Trey Pagano blinked and took a step back, and Lara felt another breath of calm and sense move through her. She liked that this man who’d taken her away without her knowing was not comfortable with the situation, either. It made a balance between them that gave her some focus.
“Why do you think that?” he asked. A cool question that didn’t gi
ve too much away. But the studied nonchalance in his tone, and that flinch when she’d asked, told her that she’d struck true.
“In the bedroom I was in, the prints on the wall. State symbols of West Virginia. Here, these are Spruce Mountain and Mount Porte Crayon, mountains in West Virginia. If this is a Pagano property, it’s not one normally used to keep people prisoner.”
If it was a Pagano property, part of Nick’s business, then she had probably encrypted information about it. Somewhere in her own mind might be the answers she needed.
Trey Pagano smiled a wide, gleaming white smile. “Nick told me you were the most brilliant mind he’d ever known, and that you notice everything.”
She was highly intelligent, yes. But that simple deduction hadn’t proved it. “The words are on the prints. I can read, yes. How far from Providence are we?”
He didn’t know how much to tell her; she watched him wrestle with the question for a few seconds before finally stepping back into the hallway. “Come out here with me. We’ll talk, and I’ll make some food. I’m not a bad cook.”

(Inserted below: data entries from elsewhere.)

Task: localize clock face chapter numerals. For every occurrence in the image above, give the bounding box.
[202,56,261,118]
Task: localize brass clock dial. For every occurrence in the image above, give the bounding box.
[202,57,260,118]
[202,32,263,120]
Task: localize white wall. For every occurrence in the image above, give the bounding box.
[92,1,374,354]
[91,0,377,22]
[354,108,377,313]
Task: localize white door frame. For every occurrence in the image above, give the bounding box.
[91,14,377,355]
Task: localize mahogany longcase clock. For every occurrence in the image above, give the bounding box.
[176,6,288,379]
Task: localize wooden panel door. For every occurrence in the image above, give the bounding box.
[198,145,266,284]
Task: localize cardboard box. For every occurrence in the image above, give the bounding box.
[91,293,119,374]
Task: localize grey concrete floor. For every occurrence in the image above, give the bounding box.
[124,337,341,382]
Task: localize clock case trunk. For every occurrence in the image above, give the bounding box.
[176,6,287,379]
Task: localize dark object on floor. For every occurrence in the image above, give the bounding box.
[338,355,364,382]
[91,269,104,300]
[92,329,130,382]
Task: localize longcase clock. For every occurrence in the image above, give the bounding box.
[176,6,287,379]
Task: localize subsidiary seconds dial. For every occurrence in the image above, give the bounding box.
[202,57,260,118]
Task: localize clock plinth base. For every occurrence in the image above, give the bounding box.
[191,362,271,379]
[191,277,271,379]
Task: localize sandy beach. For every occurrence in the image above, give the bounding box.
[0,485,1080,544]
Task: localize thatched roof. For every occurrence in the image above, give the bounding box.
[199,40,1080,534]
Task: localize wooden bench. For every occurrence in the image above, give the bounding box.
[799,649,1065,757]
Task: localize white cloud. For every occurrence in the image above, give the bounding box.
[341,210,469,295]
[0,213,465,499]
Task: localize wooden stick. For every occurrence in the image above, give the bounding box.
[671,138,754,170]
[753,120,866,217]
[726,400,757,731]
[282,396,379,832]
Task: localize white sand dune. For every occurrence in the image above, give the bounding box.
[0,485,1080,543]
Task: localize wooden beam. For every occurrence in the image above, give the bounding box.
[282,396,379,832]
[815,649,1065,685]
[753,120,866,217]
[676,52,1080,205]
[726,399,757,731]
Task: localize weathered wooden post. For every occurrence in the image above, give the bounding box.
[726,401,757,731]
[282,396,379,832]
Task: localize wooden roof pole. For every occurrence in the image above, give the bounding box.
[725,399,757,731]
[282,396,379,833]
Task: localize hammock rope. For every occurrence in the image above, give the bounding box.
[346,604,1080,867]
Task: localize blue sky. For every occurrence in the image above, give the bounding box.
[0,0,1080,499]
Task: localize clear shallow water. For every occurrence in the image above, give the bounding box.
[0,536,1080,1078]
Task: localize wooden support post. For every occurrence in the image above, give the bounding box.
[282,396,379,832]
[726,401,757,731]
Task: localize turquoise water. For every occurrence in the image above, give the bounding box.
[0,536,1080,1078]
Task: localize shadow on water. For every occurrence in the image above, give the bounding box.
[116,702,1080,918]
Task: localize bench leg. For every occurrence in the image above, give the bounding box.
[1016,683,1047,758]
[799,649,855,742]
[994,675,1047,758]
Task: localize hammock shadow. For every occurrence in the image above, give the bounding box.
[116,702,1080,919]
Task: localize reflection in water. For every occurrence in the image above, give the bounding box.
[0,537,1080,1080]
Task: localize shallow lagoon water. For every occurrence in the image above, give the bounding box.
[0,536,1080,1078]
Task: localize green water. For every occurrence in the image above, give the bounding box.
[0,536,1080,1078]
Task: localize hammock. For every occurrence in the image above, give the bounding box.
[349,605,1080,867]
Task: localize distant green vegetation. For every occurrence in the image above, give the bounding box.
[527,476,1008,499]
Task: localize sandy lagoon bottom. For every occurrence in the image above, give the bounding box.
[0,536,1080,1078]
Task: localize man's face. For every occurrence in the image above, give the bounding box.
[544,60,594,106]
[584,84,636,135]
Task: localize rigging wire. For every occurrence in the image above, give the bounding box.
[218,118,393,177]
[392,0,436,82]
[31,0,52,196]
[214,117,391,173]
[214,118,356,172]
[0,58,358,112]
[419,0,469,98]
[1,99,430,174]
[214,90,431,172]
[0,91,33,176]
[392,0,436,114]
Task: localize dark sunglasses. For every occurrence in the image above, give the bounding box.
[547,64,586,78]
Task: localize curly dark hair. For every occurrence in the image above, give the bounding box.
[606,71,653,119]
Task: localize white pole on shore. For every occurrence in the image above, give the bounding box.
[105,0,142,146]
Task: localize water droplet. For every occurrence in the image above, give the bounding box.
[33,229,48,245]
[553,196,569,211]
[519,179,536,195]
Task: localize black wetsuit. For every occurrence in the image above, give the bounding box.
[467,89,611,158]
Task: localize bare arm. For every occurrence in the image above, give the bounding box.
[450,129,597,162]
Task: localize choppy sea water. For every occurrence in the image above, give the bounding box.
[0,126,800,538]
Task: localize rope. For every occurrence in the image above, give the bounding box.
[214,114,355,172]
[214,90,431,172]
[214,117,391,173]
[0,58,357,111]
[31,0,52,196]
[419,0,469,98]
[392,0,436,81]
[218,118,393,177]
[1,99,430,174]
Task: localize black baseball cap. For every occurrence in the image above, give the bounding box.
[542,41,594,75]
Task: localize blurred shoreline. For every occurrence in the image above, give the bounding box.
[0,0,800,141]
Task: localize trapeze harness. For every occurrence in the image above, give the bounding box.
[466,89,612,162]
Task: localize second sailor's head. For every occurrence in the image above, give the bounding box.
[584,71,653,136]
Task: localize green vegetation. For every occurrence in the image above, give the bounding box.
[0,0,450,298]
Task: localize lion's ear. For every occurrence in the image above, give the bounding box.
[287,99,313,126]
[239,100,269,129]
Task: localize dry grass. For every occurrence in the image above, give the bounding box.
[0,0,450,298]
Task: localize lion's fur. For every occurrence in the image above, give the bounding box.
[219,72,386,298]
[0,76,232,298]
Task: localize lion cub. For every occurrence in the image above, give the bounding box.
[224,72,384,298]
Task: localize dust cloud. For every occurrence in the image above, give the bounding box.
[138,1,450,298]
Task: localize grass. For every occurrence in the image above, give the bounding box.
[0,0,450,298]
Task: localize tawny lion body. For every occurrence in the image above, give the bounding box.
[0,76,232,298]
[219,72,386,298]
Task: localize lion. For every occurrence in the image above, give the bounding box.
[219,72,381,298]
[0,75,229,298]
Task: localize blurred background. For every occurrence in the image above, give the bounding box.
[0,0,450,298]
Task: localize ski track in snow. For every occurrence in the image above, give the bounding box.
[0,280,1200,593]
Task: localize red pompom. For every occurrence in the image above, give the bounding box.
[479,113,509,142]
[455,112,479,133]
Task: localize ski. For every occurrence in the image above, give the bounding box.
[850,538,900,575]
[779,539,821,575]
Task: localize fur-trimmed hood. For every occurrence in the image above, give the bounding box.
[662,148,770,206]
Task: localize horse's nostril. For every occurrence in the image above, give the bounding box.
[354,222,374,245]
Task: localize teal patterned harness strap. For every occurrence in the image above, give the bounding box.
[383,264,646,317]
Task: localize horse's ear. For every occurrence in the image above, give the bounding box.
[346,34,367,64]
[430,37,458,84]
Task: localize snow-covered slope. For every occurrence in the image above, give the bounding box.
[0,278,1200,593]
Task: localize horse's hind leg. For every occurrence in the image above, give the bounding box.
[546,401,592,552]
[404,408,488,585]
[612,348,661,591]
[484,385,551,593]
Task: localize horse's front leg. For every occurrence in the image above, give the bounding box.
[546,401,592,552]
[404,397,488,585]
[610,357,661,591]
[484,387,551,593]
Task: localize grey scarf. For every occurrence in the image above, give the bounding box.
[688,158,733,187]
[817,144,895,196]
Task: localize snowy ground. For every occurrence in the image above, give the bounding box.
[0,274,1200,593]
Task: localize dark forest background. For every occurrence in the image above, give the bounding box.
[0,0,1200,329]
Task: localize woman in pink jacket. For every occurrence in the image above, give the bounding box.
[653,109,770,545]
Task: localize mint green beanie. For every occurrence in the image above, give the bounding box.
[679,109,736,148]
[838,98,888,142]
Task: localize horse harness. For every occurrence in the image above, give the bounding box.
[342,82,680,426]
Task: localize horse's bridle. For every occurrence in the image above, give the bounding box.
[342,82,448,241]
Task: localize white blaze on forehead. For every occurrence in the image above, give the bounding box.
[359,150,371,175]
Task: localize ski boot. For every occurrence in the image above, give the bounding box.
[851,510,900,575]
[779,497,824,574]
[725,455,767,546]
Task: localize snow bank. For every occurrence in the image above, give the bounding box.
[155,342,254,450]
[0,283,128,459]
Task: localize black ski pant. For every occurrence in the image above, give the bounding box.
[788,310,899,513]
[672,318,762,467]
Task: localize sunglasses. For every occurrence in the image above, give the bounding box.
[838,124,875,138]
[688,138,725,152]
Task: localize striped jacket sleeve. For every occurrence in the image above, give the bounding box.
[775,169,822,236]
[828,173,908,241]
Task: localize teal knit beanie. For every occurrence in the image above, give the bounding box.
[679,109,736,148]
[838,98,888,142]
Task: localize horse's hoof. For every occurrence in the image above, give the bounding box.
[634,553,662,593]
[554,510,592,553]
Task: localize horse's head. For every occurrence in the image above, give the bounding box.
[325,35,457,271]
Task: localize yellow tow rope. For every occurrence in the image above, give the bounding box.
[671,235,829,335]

“I only eat a few things.”
“White foods. Only fresh fruits and vegetables. I know. Your father told me. How about fettuccine Alfredo and French bread with a salad?” He held out his hand. “You need to eat, Lara. It’s been more than a day since you have.”
More than a day since the lunch her father made? How many times had Trey Pagano drugged her to keep her asleep so long? No wonder her head had been such agony.
Lara didn’t take his hand, but she went out of his bedroom and turned with him down the hall.
The next door led to a bathroom, and as soon as she saw the toilet, her body remembered that it hadn’t relieved itself since she was at her father’s house. Apparently, more than a day ago.